How to Use This Calculator

  1. 1

    Enter Loan Amount

    Input the total principal amount of the balloon loan.

  2. 2

    Enter Interest Rate

    Input the annual interest rate as a percentage.

  3. 3

    Enter Loan Term

    Input the total amortization period in years for calculating the balloon amount.

  4. 4

    Enter Balloon Payment Term

    Input the number of years after which the balloon payment comes due.

  5. 5

    Enter Monthly Payment

    Input the monthly payment amount you will be making.

Example Calculation

A $150,000 balloon loan at 6.5% with a 10-year amortization term, a 5-year balloon term, and $900 monthly payments.

Loan Amount

$150,000

Interest Rate (Annual)

6.5%

Loan Term

10 years

Balloon Payment Term

5 years

Monthly Payment

$900

Result

Balloon payment amount: approximately $140,498. Total paid over 5 years: $54,000. Total interest paid: approximately $44,498.

Tips

Understand the Risk

Balloon loans require a large lump sum at the end. Make sure you have a reliable plan to pay or refinance when the balloon comes due.

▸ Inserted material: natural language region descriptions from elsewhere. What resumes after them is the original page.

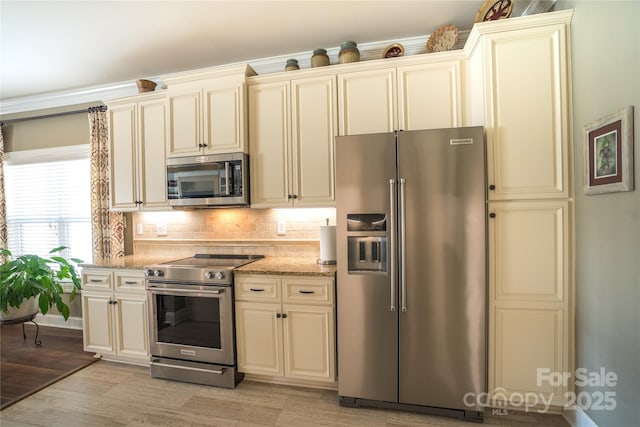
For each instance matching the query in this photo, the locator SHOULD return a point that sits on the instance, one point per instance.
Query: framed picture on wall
(608, 153)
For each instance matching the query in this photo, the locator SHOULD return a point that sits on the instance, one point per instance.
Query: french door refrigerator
(411, 278)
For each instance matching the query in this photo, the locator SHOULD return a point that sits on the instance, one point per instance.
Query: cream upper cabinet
(367, 102)
(137, 135)
(207, 116)
(529, 303)
(285, 327)
(430, 96)
(410, 97)
(292, 130)
(527, 112)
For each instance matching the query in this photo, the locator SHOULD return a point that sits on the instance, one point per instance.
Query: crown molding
(260, 66)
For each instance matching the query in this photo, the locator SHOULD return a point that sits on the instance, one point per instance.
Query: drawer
(307, 290)
(96, 279)
(129, 280)
(257, 288)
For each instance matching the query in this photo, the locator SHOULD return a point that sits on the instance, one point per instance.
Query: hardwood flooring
(113, 394)
(26, 367)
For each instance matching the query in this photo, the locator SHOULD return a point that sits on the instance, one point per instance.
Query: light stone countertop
(304, 266)
(134, 262)
(287, 265)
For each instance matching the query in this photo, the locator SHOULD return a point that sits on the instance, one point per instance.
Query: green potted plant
(31, 279)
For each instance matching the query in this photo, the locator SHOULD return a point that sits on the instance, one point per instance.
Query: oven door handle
(174, 291)
(190, 368)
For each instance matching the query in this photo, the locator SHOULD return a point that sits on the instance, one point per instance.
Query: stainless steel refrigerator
(411, 244)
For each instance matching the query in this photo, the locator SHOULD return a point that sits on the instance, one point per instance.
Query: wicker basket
(146, 85)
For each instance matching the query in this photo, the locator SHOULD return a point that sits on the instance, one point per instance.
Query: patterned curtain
(3, 207)
(107, 227)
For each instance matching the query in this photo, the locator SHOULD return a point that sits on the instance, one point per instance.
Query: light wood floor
(112, 394)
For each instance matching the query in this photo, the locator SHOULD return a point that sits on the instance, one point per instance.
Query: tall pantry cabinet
(520, 92)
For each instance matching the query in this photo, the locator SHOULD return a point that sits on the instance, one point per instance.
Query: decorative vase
(319, 58)
(292, 64)
(348, 52)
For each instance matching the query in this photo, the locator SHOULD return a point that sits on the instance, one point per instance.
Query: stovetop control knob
(218, 275)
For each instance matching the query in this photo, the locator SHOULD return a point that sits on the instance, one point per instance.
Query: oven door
(188, 322)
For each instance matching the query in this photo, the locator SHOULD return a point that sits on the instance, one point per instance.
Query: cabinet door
(313, 103)
(309, 350)
(529, 288)
(259, 338)
(430, 96)
(131, 325)
(367, 102)
(269, 148)
(224, 116)
(122, 156)
(97, 322)
(185, 114)
(152, 129)
(527, 113)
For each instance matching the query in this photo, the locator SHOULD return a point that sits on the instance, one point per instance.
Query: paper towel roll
(327, 244)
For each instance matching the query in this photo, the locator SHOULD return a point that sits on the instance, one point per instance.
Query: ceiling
(53, 46)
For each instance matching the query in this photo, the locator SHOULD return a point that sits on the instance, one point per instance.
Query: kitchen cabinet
(292, 129)
(530, 199)
(529, 302)
(137, 134)
(207, 116)
(285, 328)
(526, 93)
(114, 307)
(409, 97)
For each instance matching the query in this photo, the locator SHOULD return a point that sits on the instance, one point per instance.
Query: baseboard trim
(576, 417)
(58, 321)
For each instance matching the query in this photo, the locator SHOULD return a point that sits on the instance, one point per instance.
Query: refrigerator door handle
(392, 242)
(403, 248)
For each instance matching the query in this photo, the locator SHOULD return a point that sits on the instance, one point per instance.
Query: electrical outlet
(282, 228)
(161, 229)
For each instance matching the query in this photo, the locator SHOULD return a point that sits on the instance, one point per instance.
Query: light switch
(282, 228)
(161, 229)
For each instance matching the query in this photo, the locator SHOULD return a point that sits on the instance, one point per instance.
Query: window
(48, 195)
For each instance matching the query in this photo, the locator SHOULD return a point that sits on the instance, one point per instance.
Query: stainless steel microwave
(208, 180)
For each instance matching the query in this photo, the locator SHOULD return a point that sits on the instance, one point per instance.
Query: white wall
(606, 77)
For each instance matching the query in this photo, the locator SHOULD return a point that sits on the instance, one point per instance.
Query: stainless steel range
(191, 323)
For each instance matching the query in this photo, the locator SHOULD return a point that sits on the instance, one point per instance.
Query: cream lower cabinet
(292, 125)
(114, 314)
(530, 300)
(285, 328)
(410, 97)
(137, 134)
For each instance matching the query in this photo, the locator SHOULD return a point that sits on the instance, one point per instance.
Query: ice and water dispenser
(367, 243)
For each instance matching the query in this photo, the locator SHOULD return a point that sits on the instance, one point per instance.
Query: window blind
(49, 204)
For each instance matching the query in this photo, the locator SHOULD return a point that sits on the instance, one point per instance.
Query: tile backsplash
(232, 230)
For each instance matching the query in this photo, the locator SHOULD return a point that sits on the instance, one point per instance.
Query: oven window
(188, 320)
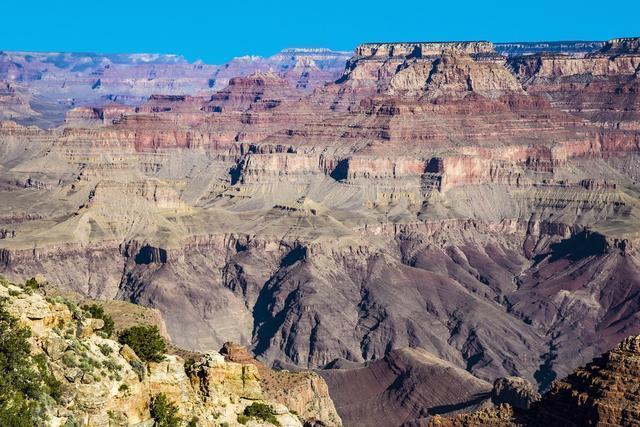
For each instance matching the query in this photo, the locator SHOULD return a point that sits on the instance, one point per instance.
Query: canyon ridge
(401, 233)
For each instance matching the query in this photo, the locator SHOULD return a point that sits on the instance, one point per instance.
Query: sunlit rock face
(442, 196)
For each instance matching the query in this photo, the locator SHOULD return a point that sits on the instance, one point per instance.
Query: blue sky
(216, 31)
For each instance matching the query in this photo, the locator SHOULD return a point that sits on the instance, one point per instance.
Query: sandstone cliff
(603, 393)
(103, 383)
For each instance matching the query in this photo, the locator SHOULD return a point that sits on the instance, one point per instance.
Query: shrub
(105, 349)
(163, 412)
(146, 341)
(261, 411)
(32, 284)
(24, 380)
(97, 312)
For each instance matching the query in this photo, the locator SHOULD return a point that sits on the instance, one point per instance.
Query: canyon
(411, 217)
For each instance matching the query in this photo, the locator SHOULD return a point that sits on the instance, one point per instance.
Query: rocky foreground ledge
(100, 382)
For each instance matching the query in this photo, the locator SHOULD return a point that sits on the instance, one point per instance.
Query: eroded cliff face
(436, 196)
(104, 383)
(602, 393)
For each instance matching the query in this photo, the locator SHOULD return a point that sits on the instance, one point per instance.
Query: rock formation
(103, 383)
(405, 386)
(481, 207)
(603, 393)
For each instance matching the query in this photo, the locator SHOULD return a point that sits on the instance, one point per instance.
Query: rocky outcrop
(482, 208)
(403, 388)
(103, 382)
(306, 393)
(603, 393)
(517, 392)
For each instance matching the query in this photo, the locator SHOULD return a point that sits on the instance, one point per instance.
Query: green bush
(32, 284)
(163, 412)
(261, 411)
(146, 341)
(25, 381)
(97, 312)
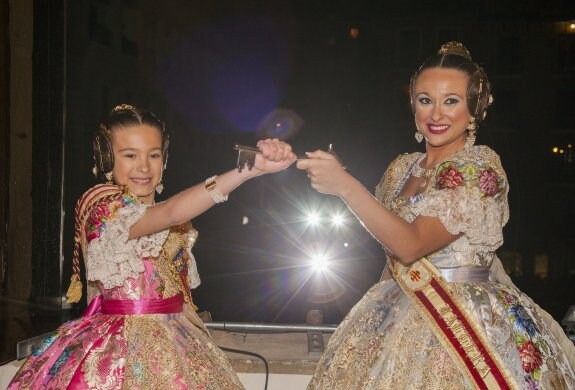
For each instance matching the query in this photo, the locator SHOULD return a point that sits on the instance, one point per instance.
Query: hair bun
(122, 107)
(455, 48)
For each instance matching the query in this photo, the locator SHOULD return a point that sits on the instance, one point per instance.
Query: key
(247, 156)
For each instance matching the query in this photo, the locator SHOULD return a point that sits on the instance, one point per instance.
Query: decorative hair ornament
(456, 48)
(122, 107)
(418, 137)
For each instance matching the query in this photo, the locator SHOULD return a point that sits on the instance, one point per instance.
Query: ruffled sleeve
(112, 257)
(469, 197)
(193, 275)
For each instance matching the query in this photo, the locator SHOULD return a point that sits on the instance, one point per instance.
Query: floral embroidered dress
(385, 341)
(171, 350)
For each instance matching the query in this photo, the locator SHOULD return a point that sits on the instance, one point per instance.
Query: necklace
(418, 171)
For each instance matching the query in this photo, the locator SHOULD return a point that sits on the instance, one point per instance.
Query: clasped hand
(274, 156)
(325, 172)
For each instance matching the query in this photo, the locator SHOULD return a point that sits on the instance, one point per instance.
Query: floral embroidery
(450, 178)
(60, 361)
(489, 182)
(530, 357)
(532, 348)
(451, 175)
(522, 320)
(102, 213)
(45, 344)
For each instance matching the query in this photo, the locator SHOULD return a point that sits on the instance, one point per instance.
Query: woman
(141, 329)
(444, 315)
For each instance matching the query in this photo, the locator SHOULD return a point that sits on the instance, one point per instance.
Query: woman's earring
(418, 137)
(470, 137)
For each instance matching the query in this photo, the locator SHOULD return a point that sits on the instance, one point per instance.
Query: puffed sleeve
(469, 197)
(111, 256)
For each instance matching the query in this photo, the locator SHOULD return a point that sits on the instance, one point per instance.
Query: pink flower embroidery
(100, 214)
(530, 357)
(450, 178)
(489, 182)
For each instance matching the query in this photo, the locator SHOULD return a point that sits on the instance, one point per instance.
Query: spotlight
(313, 218)
(337, 220)
(319, 263)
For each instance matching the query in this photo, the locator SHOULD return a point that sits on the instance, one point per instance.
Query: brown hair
(123, 115)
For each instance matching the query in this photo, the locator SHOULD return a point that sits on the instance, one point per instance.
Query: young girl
(140, 329)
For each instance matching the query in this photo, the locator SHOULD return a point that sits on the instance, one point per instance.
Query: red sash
(452, 325)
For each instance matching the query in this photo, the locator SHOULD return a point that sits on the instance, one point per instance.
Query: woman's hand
(275, 155)
(326, 173)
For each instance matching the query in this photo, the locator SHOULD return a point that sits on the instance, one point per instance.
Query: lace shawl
(468, 194)
(112, 257)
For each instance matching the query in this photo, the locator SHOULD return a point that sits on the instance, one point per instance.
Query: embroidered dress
(150, 336)
(386, 342)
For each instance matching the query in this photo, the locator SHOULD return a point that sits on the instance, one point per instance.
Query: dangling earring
(418, 137)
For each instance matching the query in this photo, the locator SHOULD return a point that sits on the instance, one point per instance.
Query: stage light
(337, 219)
(319, 263)
(313, 218)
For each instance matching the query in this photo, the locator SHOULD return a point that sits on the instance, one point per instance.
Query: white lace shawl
(112, 258)
(465, 210)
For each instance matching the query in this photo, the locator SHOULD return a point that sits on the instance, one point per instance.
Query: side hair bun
(121, 107)
(455, 48)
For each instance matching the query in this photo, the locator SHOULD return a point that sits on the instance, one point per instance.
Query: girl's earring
(418, 137)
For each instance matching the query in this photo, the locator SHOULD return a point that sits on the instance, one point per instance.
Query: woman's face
(138, 159)
(441, 113)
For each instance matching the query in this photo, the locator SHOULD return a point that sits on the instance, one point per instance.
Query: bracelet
(214, 191)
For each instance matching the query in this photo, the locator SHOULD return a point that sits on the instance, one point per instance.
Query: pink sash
(126, 306)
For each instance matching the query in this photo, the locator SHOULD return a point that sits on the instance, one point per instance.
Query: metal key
(247, 156)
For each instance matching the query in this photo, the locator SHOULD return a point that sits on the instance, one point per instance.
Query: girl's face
(441, 113)
(138, 159)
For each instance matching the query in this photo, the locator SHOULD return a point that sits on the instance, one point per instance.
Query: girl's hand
(275, 156)
(325, 172)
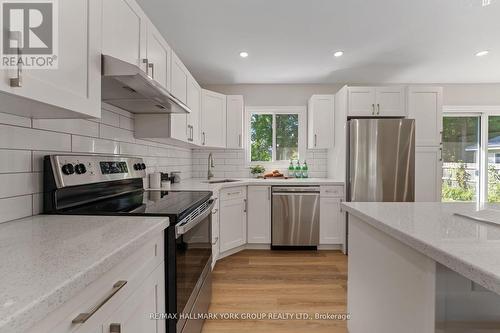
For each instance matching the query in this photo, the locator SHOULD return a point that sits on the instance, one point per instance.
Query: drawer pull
(115, 328)
(83, 317)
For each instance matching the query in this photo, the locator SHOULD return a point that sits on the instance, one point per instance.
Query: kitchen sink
(219, 181)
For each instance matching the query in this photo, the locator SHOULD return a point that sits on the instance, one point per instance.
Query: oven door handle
(181, 229)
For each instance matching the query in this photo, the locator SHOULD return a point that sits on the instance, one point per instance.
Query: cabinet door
(361, 101)
(179, 79)
(133, 315)
(425, 105)
(158, 54)
(194, 103)
(390, 102)
(428, 174)
(215, 234)
(330, 221)
(124, 28)
(259, 215)
(76, 83)
(234, 128)
(232, 223)
(320, 123)
(213, 119)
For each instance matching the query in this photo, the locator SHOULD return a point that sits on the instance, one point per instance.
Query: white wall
(24, 142)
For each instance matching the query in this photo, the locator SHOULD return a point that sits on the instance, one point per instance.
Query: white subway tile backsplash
(110, 118)
(15, 208)
(114, 133)
(126, 123)
(10, 119)
(14, 137)
(71, 126)
(15, 161)
(82, 144)
(16, 184)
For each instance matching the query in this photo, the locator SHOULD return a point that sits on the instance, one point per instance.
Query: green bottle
(305, 170)
(291, 169)
(298, 170)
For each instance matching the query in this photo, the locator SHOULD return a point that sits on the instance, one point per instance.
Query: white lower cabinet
(133, 314)
(259, 215)
(331, 218)
(118, 301)
(428, 174)
(233, 218)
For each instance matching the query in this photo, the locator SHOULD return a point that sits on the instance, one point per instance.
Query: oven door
(193, 269)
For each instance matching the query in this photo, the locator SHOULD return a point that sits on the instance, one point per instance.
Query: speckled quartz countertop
(201, 184)
(470, 248)
(46, 259)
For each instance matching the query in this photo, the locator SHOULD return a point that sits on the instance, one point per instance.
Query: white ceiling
(293, 41)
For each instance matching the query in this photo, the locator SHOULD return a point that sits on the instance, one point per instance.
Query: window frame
(484, 112)
(301, 111)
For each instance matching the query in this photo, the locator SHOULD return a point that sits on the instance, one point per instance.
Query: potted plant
(257, 171)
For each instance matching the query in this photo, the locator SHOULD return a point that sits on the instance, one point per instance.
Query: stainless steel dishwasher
(295, 217)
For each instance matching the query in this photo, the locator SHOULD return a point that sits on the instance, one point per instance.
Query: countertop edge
(39, 309)
(473, 272)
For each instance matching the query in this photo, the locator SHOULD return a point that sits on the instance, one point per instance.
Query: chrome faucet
(211, 164)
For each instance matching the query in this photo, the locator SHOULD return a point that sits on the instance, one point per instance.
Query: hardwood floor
(255, 281)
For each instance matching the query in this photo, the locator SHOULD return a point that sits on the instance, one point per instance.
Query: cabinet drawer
(332, 191)
(133, 269)
(233, 193)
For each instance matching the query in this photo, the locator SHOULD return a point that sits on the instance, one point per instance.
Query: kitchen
(176, 167)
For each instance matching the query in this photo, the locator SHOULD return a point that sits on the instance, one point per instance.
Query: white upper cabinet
(259, 215)
(124, 32)
(194, 103)
(320, 122)
(425, 105)
(74, 88)
(158, 55)
(213, 119)
(235, 109)
(390, 101)
(361, 101)
(377, 102)
(179, 79)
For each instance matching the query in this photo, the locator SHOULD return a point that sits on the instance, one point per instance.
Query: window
(471, 155)
(276, 135)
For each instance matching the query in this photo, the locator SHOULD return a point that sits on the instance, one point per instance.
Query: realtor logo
(29, 34)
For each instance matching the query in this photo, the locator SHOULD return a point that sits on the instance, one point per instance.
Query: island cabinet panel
(391, 287)
(259, 215)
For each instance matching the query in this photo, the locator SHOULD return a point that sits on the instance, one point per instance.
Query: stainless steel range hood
(126, 86)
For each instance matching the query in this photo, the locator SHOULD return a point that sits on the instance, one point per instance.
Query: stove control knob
(68, 169)
(80, 169)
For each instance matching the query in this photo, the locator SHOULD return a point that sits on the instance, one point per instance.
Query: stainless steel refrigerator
(381, 160)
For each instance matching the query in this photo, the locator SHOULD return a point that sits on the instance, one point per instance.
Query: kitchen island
(417, 267)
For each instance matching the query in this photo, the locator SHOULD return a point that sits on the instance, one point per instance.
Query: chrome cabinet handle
(17, 82)
(83, 317)
(152, 66)
(115, 328)
(146, 62)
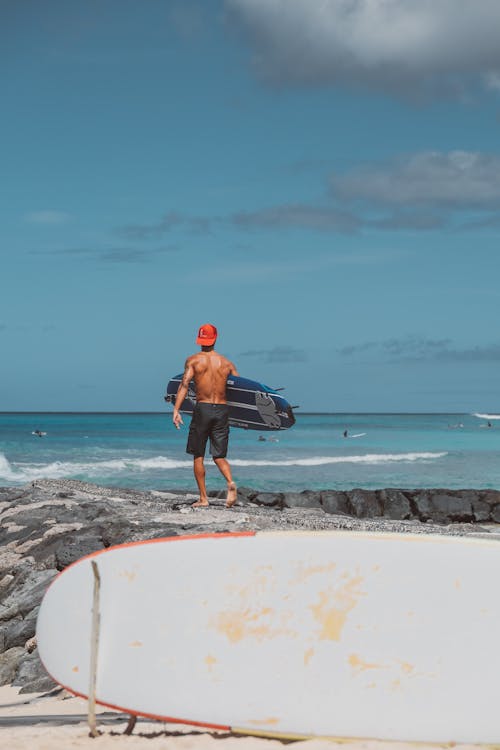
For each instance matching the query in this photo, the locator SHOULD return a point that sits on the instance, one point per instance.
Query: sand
(38, 722)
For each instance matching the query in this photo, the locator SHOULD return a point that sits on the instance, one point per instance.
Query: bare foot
(232, 494)
(200, 504)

Save Separately for the Balloon

Open a dedicated savings or investment account specifically for accumulating the balloon payment amount over the loan term.

Check Refinancing Terms Early

Begin exploring refinance options at least a year before the balloon payment is due to avoid being caught off-guard by unfavorable market conditions.

Frequently Asked Questions

How is the balloon payment amount calculated?

The balloon payment equals the future value of the loan balance after making the specified monthly payments over the balloon term. It uses the formula: Balloon = Principal * (1+r)^n - Payment * ((1+r)^n - 1) / r, where r is the monthly rate and n is total payments based on the loan term.

What is the difference between balloon term and loan term?

The loan term is the amortization period used to determine the balloon amount (what the balance would be if payments continued for the full term). The balloon term is when the remaining balance actually comes due as a lump sum. Regular payments are made for the balloon term only.

Can I make larger monthly payments to reduce my balloon amount?

Yes. Higher monthly payments reduce the outstanding balance faster, which directly reduces the balloon payment amount. Use this calculator with different monthly payment amounts to see how they affect the final balloon payment.

What are typical balloon loan terms?

Commercial balloon loans commonly have 3, 5, 7, or 10-year balloon terms with 15-30 year amortization schedules. The shorter the balloon term relative to the amortization period, the larger the balloon payment will be. Most residential balloon mortgages use 5 or 7-year terms.